1. Provide configuration information for the MicroTx library properties for all participant and initiator applications.

   Open the tmm.properties file in any code editor, and then enter values for the following parameters to configure the MicroTx library.

   • oracle.tmm.TcsUrl: Enter the URL to access the MicroTx application. See Access MicroTx. You must enter this value for the transaction initiator application. You don't have to specify this value for the transaction participant applications.

   • oracle.tmm.CallbackUrl: Enter the URL of your participant service which MicroTx calls back. Provide this value in the following format:

     http://HostNameofApp:PortofApp/

     Where,

     • HostNameofApp: The host name of your initiator or participant service. For example, host.docker.internal.
     • PortofApp: The port number over which you can access your participant service. For example, 8080.

   The following example provides sample values for the environment variables. Provide the values based on your environment.

   oracle.tmm.TcsUrl = https://localhost:9000/api/v1
   oracle.tmm.CallbackUrl = http://host.docker.internal:8080

2. For your Java microservices to access the transaction coordinator over TLS, you must import the TLS certificate into the JRE Keystore using keytool.

   export JAVA_HOME=/Library/Java/JavaVirtualMachines/jdk-11.0.11.jdk/Contents/Homesudo keytool -import -trustcacerts -alias tcs-localhost -file localhost.pem -keystore $JAVA_HOME/lib/security/cacerts

3. For your Node.js microservices to access the transaction coordinator over TLS, set the NODE_EXTRA_CA_CERTS environment variable to the path a root certificate, in PEM format.

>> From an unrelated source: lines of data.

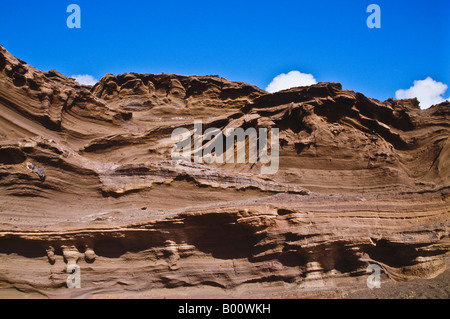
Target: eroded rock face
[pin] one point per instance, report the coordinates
(86, 178)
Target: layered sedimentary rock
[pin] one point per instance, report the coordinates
(87, 179)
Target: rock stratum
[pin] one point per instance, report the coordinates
(86, 178)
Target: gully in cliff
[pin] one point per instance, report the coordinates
(208, 146)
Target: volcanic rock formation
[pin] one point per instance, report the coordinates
(86, 178)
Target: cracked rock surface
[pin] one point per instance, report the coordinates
(86, 178)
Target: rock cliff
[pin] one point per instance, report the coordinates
(86, 178)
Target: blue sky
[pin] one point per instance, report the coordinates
(249, 41)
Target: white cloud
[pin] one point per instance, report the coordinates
(85, 79)
(290, 80)
(429, 92)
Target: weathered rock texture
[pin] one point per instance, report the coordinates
(86, 178)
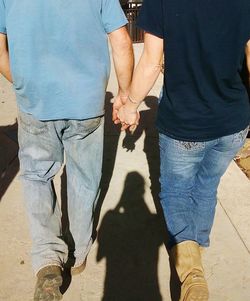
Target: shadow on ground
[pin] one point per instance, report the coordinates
(130, 235)
(9, 165)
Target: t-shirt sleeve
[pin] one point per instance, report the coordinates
(112, 15)
(151, 17)
(2, 17)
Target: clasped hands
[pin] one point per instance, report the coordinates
(125, 113)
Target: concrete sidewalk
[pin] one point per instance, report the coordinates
(128, 262)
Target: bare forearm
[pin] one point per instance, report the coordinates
(5, 66)
(124, 66)
(247, 51)
(123, 57)
(4, 58)
(145, 76)
(147, 71)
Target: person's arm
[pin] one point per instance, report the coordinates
(145, 75)
(4, 58)
(123, 57)
(248, 60)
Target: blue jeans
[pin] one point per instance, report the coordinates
(42, 148)
(190, 175)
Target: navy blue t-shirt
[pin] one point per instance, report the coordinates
(204, 45)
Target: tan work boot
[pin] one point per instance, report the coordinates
(187, 260)
(49, 280)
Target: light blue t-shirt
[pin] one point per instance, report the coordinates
(59, 54)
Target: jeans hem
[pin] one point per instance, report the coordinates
(46, 265)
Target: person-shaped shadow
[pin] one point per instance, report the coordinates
(129, 239)
(151, 145)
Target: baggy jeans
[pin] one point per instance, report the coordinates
(41, 154)
(190, 175)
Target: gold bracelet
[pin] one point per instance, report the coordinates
(133, 101)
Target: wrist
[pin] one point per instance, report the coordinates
(133, 101)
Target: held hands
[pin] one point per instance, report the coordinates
(125, 114)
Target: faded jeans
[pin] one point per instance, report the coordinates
(190, 175)
(42, 148)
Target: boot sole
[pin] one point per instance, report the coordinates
(196, 293)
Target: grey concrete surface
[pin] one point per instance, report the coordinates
(128, 261)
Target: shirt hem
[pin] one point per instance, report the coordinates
(201, 139)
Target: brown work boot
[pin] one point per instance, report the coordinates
(75, 270)
(49, 280)
(187, 259)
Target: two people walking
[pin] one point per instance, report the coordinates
(58, 61)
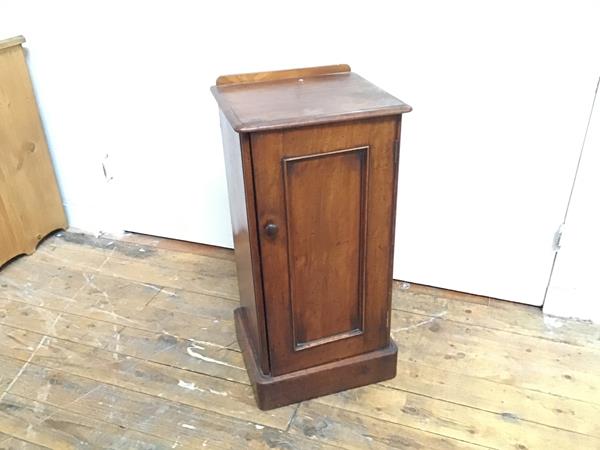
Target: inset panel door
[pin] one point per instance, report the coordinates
(325, 198)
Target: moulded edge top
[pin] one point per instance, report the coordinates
(281, 82)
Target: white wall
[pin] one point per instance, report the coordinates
(573, 289)
(498, 88)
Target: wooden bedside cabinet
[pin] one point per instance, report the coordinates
(312, 166)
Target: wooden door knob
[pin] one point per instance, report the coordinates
(271, 229)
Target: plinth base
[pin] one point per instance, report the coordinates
(273, 392)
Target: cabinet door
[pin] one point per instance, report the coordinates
(325, 200)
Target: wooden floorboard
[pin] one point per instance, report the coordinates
(128, 342)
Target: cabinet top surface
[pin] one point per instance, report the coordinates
(303, 98)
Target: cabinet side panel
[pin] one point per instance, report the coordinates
(240, 186)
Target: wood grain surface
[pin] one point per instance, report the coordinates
(130, 343)
(309, 100)
(30, 203)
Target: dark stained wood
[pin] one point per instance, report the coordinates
(258, 77)
(312, 196)
(300, 238)
(240, 187)
(70, 293)
(326, 228)
(276, 391)
(305, 101)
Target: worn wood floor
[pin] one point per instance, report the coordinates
(130, 344)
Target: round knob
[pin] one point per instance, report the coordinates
(271, 229)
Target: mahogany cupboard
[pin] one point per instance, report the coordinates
(312, 163)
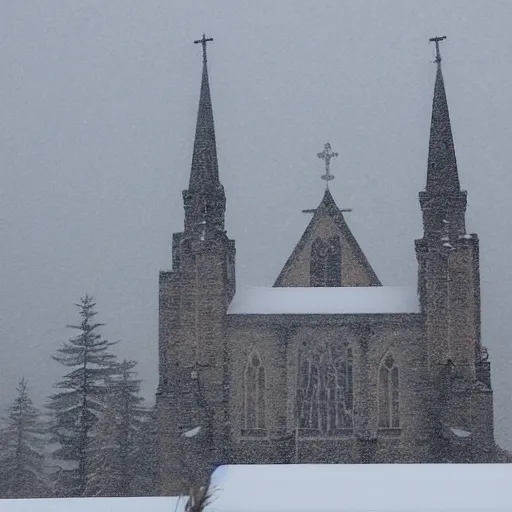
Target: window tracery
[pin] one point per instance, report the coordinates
(325, 265)
(325, 389)
(389, 397)
(254, 393)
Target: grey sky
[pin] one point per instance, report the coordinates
(97, 109)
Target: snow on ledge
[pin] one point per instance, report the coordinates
(261, 300)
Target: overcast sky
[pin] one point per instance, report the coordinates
(98, 101)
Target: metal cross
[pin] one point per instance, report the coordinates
(203, 41)
(437, 40)
(326, 155)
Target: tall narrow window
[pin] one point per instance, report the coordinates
(254, 393)
(325, 265)
(389, 398)
(324, 388)
(333, 262)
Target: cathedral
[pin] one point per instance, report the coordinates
(327, 365)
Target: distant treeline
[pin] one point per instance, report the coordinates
(95, 437)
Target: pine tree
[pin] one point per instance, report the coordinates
(22, 472)
(78, 406)
(112, 456)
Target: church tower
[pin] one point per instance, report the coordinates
(194, 297)
(449, 289)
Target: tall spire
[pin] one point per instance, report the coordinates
(204, 159)
(442, 175)
(204, 200)
(443, 202)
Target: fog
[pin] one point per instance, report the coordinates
(98, 102)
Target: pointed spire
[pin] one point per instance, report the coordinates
(443, 203)
(204, 200)
(204, 172)
(442, 175)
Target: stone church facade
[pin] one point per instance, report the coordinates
(328, 365)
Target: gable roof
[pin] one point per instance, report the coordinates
(328, 207)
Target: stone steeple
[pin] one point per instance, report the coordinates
(443, 202)
(204, 200)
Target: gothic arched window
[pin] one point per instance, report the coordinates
(389, 398)
(254, 393)
(325, 388)
(325, 265)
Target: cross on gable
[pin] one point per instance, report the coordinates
(327, 155)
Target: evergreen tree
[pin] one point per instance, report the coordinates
(78, 406)
(22, 472)
(113, 451)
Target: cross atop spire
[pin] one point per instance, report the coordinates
(436, 40)
(204, 200)
(327, 155)
(203, 41)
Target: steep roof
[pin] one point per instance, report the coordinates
(352, 254)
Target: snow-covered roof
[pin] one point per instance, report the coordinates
(363, 488)
(164, 504)
(260, 300)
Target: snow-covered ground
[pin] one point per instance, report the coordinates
(95, 505)
(368, 488)
(323, 488)
(266, 300)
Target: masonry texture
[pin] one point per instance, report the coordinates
(311, 387)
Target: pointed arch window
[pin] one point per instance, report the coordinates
(254, 394)
(325, 389)
(325, 263)
(389, 394)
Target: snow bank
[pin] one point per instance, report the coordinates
(363, 487)
(330, 301)
(167, 504)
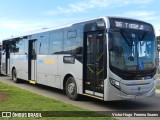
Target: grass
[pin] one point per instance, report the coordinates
(21, 100)
(158, 87)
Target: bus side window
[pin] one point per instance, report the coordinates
(44, 43)
(56, 42)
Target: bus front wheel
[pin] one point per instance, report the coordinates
(71, 89)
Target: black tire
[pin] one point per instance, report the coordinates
(14, 76)
(71, 89)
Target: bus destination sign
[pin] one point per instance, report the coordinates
(129, 24)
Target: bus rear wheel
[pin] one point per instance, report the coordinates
(14, 76)
(71, 89)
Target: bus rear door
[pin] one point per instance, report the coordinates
(95, 64)
(5, 63)
(32, 59)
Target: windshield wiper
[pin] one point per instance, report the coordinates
(125, 37)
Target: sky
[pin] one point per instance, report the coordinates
(21, 16)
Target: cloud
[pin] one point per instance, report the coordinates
(143, 15)
(9, 27)
(91, 4)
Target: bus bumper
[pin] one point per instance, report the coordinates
(138, 96)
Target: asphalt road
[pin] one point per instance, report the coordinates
(147, 104)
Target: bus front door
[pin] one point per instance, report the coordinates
(94, 64)
(5, 63)
(32, 56)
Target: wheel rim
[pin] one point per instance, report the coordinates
(71, 88)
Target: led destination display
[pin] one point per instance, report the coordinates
(129, 24)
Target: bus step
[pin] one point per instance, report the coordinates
(32, 81)
(96, 97)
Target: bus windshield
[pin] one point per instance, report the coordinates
(132, 51)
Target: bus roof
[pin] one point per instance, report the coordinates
(67, 25)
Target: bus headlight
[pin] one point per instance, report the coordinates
(115, 83)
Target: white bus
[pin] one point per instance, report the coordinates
(107, 58)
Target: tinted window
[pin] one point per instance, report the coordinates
(73, 40)
(56, 41)
(44, 43)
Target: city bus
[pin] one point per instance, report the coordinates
(107, 58)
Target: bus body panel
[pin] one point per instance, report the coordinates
(51, 69)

   export NODE_EXTRA_CA_CERTS=./rootCA.crt

   For information about creating an SSL certificate, see Guidelines for Generating Self-Signed Certificate and Private Key using OpenSSL in Security Guide.

Place the YAML file in the current directory along with the certificate and key files. If you have set tmmConfiguration.serveTLS.enabled to true in the YAML file to enable TLS, you must copy the certificate and key files into the current directory.